18 In die illa tremenda (Javier Igarreta)
El día que murió Sandalio no tocaron a muerto, pero los escasos moradores de aquel poblacho perdido en la serranía remacharon entre dientes cada campanada, como queriendo añadir un plus de inexorabilidad al luctuoso acontecimiento. Aquella tarde, Remigia, el ama de llaves, bajó a la cuadra acuciada por un insistente crujido. A la luz de un ventanuco, contempló horrorizada el rítmico balanceo de un cuerpo. El último eslabón reconocido de los Enríquez de Melgos colgaba del techo ante la impasible mirada de los bueyes. Remigia ahogó un grito de espanto, pero fue incapaz de abrigar un ápice de compasión en sus entrañas preñadas de rencor.
La tarde del entierro presagiaba tormenta. Un exiguo cortejo, compuesto por dos criados, tres convidados de piedra y el cura, partió hacia el camposanto. Sobre un carromato tirado por mulas reposaba Sandalio, resguardado del creciente chaparrón en un ataúd de madera noble. Desde un lugar privilegiado, un muchacho que contemplaba la escena con ojos fulgurantes celebró el relámpago solidario que rasgó el cielo. El zigzagueante destello hizo encabritarse a los animales y la carreta quedó en equilibrio inestable. Insuficiente para el féretro que, tras deslizarse lentamente sobre las tablas, se precipitó en el Barranco del Diablo.
Hay días que parecen propicios al horror.
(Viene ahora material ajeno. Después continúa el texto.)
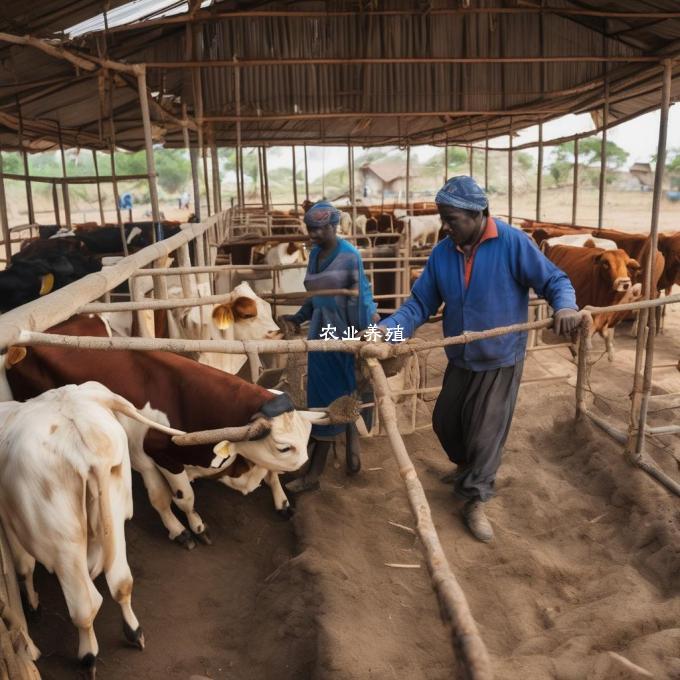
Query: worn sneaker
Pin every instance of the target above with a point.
(476, 521)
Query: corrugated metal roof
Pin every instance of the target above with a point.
(358, 102)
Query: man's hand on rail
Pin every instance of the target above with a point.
(288, 327)
(566, 321)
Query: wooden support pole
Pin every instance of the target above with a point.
(27, 173)
(148, 145)
(295, 202)
(193, 157)
(470, 650)
(102, 218)
(539, 172)
(217, 182)
(574, 195)
(55, 205)
(408, 178)
(239, 149)
(510, 175)
(4, 221)
(64, 186)
(642, 384)
(603, 148)
(486, 159)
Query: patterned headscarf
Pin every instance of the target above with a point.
(462, 192)
(321, 214)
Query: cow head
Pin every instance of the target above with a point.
(249, 316)
(669, 246)
(283, 447)
(617, 270)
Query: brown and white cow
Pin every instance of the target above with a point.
(65, 493)
(192, 397)
(601, 278)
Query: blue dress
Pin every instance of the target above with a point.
(331, 374)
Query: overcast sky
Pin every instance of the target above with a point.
(639, 137)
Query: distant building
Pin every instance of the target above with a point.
(644, 174)
(386, 178)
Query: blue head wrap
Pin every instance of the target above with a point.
(462, 192)
(321, 214)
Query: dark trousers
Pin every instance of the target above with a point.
(472, 419)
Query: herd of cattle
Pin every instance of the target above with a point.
(65, 485)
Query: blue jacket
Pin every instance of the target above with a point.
(504, 269)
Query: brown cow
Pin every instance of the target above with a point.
(191, 396)
(601, 278)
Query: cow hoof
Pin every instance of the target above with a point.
(204, 537)
(186, 540)
(449, 477)
(286, 512)
(134, 637)
(88, 667)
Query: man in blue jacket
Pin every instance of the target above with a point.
(482, 272)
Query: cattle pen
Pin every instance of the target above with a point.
(252, 75)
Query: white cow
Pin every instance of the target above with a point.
(422, 228)
(579, 241)
(65, 494)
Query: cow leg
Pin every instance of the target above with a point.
(119, 579)
(24, 564)
(83, 602)
(281, 502)
(161, 500)
(183, 497)
(608, 335)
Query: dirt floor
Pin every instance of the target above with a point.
(586, 560)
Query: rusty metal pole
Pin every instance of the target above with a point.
(574, 195)
(642, 384)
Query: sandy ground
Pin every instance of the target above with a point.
(586, 561)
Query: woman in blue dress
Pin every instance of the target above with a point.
(333, 263)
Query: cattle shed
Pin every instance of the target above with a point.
(241, 74)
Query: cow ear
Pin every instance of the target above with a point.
(224, 449)
(223, 316)
(313, 416)
(15, 355)
(244, 308)
(46, 284)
El que describes tiene todos los ingredientes para contribuir a la ansiedad y al miedo: ruidos extraños, un suicida, el cielo encabritado… Y por encima de todo el odio y el resentimiento macerado durante años en una pequeña población, con un final acorde con esa jornada tenebrosa.
Una historia luctuosa con el escenario más apropiado.
Un abrazo y suerte, Javier
Pues sí, ese día se confabularon casi todos los horrores. Muchas gracias por pasarte a considerar el clima, con tu apreciado criterio. Un abrazo.